The coordinated bribery attack can be done by having people stake on a different chain until a majority is reached and then softfork and slash the minority.

If you don't believe the attack will work why not collect the bribe (since the defecting can be done anonymously / out of band) and if you believe it will work then you'd rather be on the winning side.

^ This is a rough sketch of the argument. As I said, it's hard to implement since you need an oracle to decide whether to pay the bribe, so it can only be done if you have second order byzantine fault tolerance and a few constructs. I believe we will see such attacks in this decade though (but ofc it only works if the PoS network is actually decentralized and it will keep working until the network becomes centralized).


It's a relevant answer to your personal attack "I don't think you've studied how the attack would work."

My job is literally implementing proof-of-stake securely. Also when I work and implement an algorithm, I provide references and sources, which my PR is.

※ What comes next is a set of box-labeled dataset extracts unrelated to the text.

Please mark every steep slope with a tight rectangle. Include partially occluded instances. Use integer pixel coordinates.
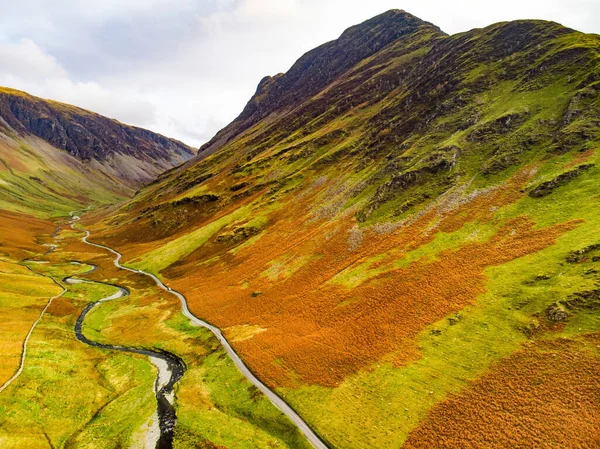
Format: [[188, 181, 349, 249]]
[[0, 88, 195, 189], [87, 11, 600, 448], [0, 88, 195, 216]]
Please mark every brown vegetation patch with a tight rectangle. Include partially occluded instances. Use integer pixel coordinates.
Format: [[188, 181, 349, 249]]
[[154, 170, 576, 386], [0, 210, 55, 260], [404, 334, 600, 449], [48, 297, 77, 316]]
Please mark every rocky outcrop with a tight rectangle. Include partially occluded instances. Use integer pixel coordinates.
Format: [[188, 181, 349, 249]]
[[0, 88, 195, 188], [199, 10, 445, 157]]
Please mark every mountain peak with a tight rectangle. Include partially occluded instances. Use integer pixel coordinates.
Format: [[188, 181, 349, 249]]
[[200, 9, 446, 157]]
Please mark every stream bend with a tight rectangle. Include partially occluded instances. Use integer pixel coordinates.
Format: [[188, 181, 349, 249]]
[[63, 265, 185, 449], [71, 214, 329, 449]]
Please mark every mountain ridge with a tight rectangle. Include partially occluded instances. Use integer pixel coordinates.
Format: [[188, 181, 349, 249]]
[[0, 88, 195, 188]]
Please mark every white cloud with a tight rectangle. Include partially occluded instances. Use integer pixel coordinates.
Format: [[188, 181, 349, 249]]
[[0, 39, 156, 125], [0, 0, 600, 145], [0, 39, 66, 81]]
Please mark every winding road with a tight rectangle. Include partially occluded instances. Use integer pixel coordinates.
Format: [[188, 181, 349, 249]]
[[63, 265, 185, 449], [0, 272, 66, 393], [71, 214, 328, 449]]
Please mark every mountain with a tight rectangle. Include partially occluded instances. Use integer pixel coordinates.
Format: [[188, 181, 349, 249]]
[[88, 11, 600, 448], [0, 88, 195, 214], [5, 10, 600, 449]]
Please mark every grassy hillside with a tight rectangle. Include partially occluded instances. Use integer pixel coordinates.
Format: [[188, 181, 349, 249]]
[[88, 11, 600, 448], [0, 87, 195, 190]]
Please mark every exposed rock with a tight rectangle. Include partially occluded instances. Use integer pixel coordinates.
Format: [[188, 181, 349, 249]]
[[529, 164, 594, 198], [0, 88, 195, 188]]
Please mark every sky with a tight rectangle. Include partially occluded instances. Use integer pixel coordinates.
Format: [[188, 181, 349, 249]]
[[0, 0, 600, 147]]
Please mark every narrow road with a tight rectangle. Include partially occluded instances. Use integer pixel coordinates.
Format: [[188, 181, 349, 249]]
[[63, 260, 185, 449], [71, 216, 328, 449], [0, 272, 66, 393]]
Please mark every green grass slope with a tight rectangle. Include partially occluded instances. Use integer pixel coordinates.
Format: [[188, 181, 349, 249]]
[[89, 11, 600, 449]]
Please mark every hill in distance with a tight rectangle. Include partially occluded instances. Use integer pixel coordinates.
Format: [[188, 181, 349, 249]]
[[88, 10, 600, 448], [0, 87, 196, 215], [0, 10, 600, 449]]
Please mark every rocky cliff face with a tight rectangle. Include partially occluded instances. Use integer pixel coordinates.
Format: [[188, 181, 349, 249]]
[[92, 11, 600, 449], [0, 88, 195, 188], [200, 10, 445, 157]]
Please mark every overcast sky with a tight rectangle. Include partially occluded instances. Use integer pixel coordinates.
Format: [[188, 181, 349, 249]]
[[0, 0, 600, 146]]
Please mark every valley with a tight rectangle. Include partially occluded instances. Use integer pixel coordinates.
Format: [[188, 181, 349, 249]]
[[0, 10, 600, 449]]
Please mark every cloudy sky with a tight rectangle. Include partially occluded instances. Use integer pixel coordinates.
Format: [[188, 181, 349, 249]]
[[0, 0, 600, 146]]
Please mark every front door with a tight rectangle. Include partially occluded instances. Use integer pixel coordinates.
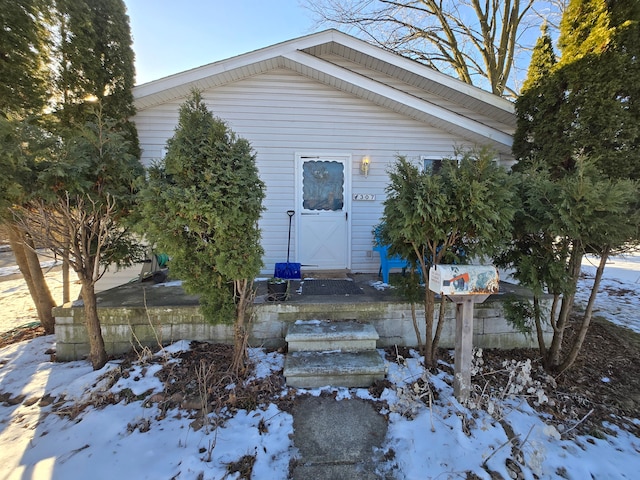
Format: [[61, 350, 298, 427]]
[[296, 155, 351, 270]]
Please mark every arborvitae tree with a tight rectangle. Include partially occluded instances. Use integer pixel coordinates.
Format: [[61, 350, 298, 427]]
[[380, 149, 515, 366], [503, 0, 640, 371], [0, 0, 55, 333], [0, 0, 49, 115], [56, 0, 139, 156], [143, 92, 264, 371], [18, 106, 144, 370], [513, 23, 572, 175]]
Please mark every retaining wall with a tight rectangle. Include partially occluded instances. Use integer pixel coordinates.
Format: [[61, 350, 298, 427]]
[[54, 296, 551, 361]]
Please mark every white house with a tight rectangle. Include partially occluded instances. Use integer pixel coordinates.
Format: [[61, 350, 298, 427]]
[[134, 30, 515, 273]]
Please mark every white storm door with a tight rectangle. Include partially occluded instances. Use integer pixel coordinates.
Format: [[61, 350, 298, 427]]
[[296, 156, 351, 270]]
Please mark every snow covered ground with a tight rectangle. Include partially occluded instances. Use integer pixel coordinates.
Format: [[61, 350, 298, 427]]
[[576, 254, 640, 332], [0, 256, 640, 480]]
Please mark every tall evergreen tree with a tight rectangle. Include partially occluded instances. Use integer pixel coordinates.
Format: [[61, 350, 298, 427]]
[[0, 0, 55, 333], [56, 0, 139, 156], [18, 106, 143, 370], [502, 0, 640, 371], [142, 92, 264, 372], [0, 0, 48, 116]]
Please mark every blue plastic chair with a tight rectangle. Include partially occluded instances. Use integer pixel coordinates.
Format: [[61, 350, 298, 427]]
[[373, 245, 410, 283]]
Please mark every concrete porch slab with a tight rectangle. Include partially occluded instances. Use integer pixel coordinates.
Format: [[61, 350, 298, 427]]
[[284, 350, 386, 388], [285, 320, 380, 352]]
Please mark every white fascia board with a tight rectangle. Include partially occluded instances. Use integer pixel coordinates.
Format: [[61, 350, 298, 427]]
[[322, 31, 515, 113], [133, 30, 342, 99], [282, 51, 513, 148]]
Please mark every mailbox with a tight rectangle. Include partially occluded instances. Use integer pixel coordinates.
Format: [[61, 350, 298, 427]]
[[429, 265, 499, 295]]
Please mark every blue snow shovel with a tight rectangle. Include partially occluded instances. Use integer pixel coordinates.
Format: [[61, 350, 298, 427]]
[[273, 210, 302, 279]]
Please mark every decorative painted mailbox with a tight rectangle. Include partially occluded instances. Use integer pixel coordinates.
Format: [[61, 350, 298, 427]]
[[429, 265, 500, 295], [429, 265, 500, 405]]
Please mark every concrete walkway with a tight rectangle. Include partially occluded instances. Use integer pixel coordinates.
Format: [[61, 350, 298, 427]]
[[292, 397, 387, 480]]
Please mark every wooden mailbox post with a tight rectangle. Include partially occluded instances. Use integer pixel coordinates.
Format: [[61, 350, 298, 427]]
[[429, 265, 499, 404]]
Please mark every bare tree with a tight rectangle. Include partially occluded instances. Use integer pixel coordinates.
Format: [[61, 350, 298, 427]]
[[305, 0, 565, 96], [22, 193, 119, 370], [14, 109, 143, 370]]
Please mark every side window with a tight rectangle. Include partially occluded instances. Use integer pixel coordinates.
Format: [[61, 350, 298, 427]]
[[420, 155, 458, 175]]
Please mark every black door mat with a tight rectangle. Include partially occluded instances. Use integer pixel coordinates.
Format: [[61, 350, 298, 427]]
[[302, 279, 364, 295]]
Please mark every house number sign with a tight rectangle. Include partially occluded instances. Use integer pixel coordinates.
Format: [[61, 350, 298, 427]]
[[353, 193, 376, 202]]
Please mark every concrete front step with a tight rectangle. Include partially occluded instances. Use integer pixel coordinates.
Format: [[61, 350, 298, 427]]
[[285, 320, 380, 352], [284, 350, 386, 388]]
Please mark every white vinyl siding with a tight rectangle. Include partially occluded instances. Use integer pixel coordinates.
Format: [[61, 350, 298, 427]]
[[135, 69, 490, 273]]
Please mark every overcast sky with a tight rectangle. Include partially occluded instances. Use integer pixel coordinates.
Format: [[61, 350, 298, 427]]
[[125, 0, 318, 85]]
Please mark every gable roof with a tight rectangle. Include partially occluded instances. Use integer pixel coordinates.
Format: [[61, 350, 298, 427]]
[[133, 30, 515, 154]]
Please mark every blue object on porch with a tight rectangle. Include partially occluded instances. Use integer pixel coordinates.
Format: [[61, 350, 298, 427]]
[[373, 245, 411, 283]]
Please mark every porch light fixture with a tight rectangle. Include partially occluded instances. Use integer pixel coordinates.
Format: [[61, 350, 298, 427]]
[[360, 157, 371, 178]]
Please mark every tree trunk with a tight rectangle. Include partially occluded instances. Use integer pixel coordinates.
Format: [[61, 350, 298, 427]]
[[62, 241, 71, 305], [431, 295, 447, 365], [545, 240, 583, 370], [411, 302, 424, 353], [558, 248, 609, 373], [79, 280, 107, 370], [7, 224, 56, 335]]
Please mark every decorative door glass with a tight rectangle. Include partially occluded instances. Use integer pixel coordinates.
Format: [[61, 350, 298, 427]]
[[302, 161, 344, 212]]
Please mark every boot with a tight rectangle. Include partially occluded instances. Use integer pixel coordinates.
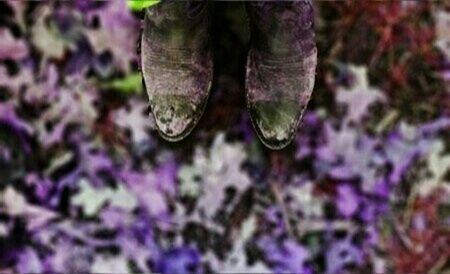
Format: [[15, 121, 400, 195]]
[[141, 0, 212, 142], [246, 0, 317, 149]]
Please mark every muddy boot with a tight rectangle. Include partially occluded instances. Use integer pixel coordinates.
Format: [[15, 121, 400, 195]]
[[141, 1, 212, 141], [246, 1, 317, 149]]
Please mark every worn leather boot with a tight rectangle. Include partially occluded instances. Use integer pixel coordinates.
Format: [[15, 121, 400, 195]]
[[141, 0, 212, 141], [246, 1, 317, 149]]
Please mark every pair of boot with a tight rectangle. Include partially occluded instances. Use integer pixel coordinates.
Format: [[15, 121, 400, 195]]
[[141, 0, 317, 149]]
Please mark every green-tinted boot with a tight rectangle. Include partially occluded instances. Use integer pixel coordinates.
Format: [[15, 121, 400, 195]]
[[246, 1, 317, 149], [141, 1, 212, 141]]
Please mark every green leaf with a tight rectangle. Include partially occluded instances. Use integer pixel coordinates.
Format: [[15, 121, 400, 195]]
[[127, 0, 159, 11], [100, 72, 143, 94]]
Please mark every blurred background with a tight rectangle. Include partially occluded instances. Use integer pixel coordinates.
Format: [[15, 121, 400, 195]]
[[0, 0, 450, 273]]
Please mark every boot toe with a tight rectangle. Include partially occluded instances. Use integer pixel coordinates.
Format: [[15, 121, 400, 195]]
[[250, 101, 301, 149], [151, 94, 204, 142]]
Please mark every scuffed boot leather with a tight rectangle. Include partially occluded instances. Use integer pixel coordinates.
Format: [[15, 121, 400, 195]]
[[141, 1, 212, 141], [246, 1, 317, 149]]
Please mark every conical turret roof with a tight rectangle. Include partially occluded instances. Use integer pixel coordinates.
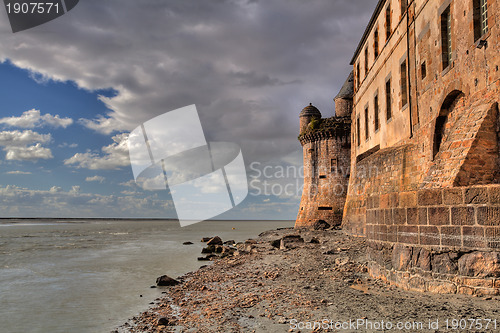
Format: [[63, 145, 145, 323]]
[[299, 103, 321, 118]]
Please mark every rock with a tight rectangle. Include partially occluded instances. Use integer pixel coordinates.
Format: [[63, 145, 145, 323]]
[[458, 252, 500, 278], [313, 220, 330, 230], [309, 237, 319, 244], [432, 252, 458, 274], [335, 257, 349, 266], [280, 235, 304, 249], [269, 239, 281, 249], [392, 244, 413, 271], [222, 246, 236, 255], [207, 236, 223, 245], [156, 317, 170, 326], [201, 245, 215, 254], [156, 275, 180, 286]]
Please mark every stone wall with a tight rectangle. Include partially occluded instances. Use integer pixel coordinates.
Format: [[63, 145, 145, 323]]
[[366, 185, 500, 294]]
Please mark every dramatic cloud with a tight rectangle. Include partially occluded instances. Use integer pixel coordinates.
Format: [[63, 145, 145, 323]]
[[78, 116, 127, 134], [0, 109, 73, 128], [0, 130, 53, 161], [85, 176, 106, 183], [0, 130, 52, 147], [0, 185, 173, 217], [64, 134, 130, 170], [4, 143, 54, 161], [5, 170, 32, 175], [0, 0, 376, 168]]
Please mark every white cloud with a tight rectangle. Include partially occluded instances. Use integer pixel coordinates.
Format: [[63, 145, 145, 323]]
[[69, 185, 80, 193], [64, 133, 130, 170], [5, 170, 32, 175], [0, 130, 52, 147], [0, 0, 376, 166], [0, 130, 54, 161], [85, 176, 106, 183], [57, 142, 78, 148], [49, 186, 62, 193], [78, 116, 127, 135], [4, 143, 54, 161], [0, 109, 73, 128], [0, 185, 175, 218]]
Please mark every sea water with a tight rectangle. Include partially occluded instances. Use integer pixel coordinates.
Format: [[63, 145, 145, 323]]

> The coordinated bribery attack can be done by having people stake on a different chain until a majority is reached and then softfork and slash the minority.

Changing the vote is a slashable offense in the Gasper paper (cited in my PR). https://arxiv.org/abs/2003.03052 A change of vote will be ignored and the validator will be deemed malicious and ejected.

p17 section 4.7 Slashing conditions with proofs.

Furthermore, this has been formally verified https://runtimeverification.com/blog/formally-verifying-fina...


I'm sorry you took offense. My intention was not to slight you, how can you have time to study everything in the world?

W.r.t. to the proofs in the paper, they happen within certain assumptions, assumptions that do not hold when the attack is as I described because the majority will be byzantine!

The key idea in the argument is not computer science but economics. If you can earn more we have to assume you will do that (charitable behavior exists but is not a good thing to rely on for security) the issue is that PoS is vulnerable to the tragedy of the commons in a similar way to democracy (the amount of influence each person has is small but time investment of being a rational voter big, hence it is rational to be ignorant - in PoS setting the idea is that you defecting is unlikely to change things so the bribe does not need to be big). Once you've obtained a majority you can censor the minority. How much you can do with your soft fork depends on the chain in question but in general the very fact that you can stop byzantine behavior works against you when the majority is malicious.

The reason we cannot do the same in proof of work is because of how expensive the bribes are.

Anti-sybil based in racing is hard to censor but when you start voting you can do bullying.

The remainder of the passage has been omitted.